C'est ici que la compréhension d'un album concept sur cette fête religieuse celtique Irlandaise prend racine. Dans un impressionnant collage de bandes trafiquées et coupées en petits morceaux, nos oreilles perçoivent une collection de séries d'arpèges et de séquences perdues dans un micmac de voix, dont des murmures et des cris d'indigènes. Nos sens ont atteint une autre niveau d'intensité avec cette avalanche de percussions intenses qui sont tambourinées avec force alors que la muraille du titre est toujours ornée de ce recollage des bandes d'enregistrements découpés où on y entend même ces serpentins sonores empruntés à l'univers de Mike Oldfield dans The Songs of Distant Earth. Nous avons atteint les limites de Drifting. Ce dernier tiers de LUGHNASAD 2020 24-bit COLLECTORS EDITION et de son filon d'intensité qui nous atteint pour une seconde fois avec ce mythique chant d'un synthé et de ses parfums de trompettes célestes. Des boom-boom palpitent dans le décor, amplifiant à nouveau cette latente intensité qui dormait depuis Mundo et qui s'était éveillé dans Obsidian. La pièce-titre nous apparait dans toute sa splendeur avec des effets de pétillements organiques et cosmiques et son rythme doux et amplifié par son effet d'écho. C'est comme entendre du Synth-Pop psychédélique où on se dandine comme des ados défoncés à la réglisse. Sobre, le synthé lance des harmonies avec un choix de trompette alors que le rythme s'anime pour redevenir à ses racines. C'est beau et ça replace les idées dans un contexte Pickford. Vanilla suit avec reconstruction plus sobre de Sunstanding. Le principal lien harmonique de l'album, initié dans Sunstanding III revient en plus doux avec un ver-d'oreille qui se dessine dans nos oreilles et qui atteint son nirvana dans la lente finale de Heart et de son rythme fort et lent qui est unique à la signature de AP.
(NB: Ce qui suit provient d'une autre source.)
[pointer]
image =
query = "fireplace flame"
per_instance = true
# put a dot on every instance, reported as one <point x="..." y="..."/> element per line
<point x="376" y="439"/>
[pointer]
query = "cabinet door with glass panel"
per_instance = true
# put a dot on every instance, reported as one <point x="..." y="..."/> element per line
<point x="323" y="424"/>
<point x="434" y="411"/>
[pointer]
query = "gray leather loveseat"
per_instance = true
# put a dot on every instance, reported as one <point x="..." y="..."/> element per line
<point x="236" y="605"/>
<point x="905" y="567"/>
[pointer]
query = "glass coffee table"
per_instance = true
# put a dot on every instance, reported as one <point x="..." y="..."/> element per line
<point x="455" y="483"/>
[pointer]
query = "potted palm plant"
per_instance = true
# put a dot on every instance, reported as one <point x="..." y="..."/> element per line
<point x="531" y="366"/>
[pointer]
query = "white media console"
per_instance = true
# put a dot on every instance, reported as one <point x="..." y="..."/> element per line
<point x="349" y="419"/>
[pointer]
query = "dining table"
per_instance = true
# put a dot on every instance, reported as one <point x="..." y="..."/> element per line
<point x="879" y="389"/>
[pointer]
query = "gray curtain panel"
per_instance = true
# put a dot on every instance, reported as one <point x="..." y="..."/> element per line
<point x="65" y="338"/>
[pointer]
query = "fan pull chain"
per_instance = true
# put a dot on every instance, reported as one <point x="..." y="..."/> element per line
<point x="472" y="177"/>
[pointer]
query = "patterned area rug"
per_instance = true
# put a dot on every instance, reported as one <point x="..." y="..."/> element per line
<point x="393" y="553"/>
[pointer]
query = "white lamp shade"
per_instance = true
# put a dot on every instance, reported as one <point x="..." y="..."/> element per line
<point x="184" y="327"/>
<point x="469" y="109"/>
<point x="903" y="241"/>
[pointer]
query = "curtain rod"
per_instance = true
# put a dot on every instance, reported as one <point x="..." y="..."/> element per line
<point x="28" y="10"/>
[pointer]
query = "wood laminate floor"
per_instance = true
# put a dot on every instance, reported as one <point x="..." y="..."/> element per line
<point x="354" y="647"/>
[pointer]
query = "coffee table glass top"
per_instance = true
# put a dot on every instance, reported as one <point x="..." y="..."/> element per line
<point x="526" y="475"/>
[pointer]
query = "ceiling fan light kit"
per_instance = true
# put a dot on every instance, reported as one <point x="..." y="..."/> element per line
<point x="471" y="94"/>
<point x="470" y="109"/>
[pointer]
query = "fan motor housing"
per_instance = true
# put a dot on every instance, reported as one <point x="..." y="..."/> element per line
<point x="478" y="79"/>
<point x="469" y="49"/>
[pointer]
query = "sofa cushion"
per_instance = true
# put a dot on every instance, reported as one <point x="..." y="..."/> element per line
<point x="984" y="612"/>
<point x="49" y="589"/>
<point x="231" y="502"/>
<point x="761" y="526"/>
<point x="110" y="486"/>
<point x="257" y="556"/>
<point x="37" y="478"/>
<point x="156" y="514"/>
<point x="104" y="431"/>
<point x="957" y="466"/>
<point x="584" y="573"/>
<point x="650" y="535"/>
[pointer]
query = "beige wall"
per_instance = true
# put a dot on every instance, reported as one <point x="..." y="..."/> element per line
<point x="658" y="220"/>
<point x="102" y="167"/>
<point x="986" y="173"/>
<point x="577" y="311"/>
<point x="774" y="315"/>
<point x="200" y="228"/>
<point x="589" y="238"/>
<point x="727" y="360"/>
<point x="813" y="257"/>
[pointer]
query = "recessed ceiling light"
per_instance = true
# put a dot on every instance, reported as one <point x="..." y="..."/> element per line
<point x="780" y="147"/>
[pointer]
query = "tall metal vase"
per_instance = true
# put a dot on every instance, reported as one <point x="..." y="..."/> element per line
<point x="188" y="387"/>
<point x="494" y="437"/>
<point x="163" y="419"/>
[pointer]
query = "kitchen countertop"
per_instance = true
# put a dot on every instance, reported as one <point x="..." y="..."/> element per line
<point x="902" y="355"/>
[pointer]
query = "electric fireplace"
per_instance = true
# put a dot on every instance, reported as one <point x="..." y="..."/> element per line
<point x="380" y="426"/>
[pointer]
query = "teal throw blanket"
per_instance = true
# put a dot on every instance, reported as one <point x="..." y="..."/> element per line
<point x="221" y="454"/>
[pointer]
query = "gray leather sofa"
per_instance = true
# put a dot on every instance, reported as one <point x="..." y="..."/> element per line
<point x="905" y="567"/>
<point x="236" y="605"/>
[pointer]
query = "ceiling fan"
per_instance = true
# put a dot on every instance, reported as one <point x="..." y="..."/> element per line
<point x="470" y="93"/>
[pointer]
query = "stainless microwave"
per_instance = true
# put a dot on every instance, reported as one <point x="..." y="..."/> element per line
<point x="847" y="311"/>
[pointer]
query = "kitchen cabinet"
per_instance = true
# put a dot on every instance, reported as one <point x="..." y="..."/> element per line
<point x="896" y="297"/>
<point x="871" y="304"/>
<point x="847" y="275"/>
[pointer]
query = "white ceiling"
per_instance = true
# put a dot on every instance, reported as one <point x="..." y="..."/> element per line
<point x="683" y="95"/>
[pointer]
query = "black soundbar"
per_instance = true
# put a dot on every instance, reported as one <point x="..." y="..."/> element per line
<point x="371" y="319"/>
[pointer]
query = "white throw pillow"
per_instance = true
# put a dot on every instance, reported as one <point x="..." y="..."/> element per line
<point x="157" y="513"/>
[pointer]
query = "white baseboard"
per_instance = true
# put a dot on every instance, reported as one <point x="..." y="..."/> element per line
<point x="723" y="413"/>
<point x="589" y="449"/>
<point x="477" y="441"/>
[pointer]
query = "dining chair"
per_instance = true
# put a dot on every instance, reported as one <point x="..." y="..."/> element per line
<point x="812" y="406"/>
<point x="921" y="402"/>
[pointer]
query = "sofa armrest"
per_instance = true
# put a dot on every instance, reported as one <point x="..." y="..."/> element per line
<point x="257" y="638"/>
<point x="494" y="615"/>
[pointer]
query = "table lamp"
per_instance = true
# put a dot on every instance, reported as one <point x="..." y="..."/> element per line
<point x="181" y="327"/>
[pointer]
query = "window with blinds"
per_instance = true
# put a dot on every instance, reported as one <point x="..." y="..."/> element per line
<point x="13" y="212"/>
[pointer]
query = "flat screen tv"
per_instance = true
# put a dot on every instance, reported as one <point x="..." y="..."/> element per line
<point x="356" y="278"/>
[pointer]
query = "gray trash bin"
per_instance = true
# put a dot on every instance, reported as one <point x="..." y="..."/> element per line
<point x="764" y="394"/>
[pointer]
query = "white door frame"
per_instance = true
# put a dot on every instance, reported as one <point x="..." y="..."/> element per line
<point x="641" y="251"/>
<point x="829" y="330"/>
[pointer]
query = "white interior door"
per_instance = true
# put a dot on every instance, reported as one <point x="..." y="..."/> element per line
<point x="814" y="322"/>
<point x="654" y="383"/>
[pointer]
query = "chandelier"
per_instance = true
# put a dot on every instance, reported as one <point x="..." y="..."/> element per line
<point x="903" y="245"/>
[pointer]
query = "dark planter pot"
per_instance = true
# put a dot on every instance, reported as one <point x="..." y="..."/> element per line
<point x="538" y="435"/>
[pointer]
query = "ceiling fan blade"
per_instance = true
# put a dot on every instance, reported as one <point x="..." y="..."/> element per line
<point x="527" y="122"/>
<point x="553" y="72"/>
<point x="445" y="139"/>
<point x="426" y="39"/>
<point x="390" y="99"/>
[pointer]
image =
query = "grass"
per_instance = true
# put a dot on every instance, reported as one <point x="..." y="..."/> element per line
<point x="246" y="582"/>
Tout un phénomène que ce Andy Pickford! J'ai constaté son immense talent de mélodiste lorsque je me suis lancé dans une série de chroniques à propos de ses longs panoramas musicaux entrepris avec la série Harmonics in the Silence en 2016. Cette série d'albums, toujours d'actualité je crois si je me fies à Aphelion et Radio Silence, avait ce don d'étirer au maximum la mélodie dans une immense décoration sonore de plus de 60 minutes. LUGHNASAD 2020 24-bit COLLECTORS EDITION propose de vous faire découvrir son impressionnante vision mélodique avec de longs titres qui exploite le même fil, tout en étant incroyablement intense. La ronde des titres en boni débute avec une version 16-Bits de l'original LUGHNASAD réalisé en 2002. Je vous laisse juge, je préfère le 24-Bits.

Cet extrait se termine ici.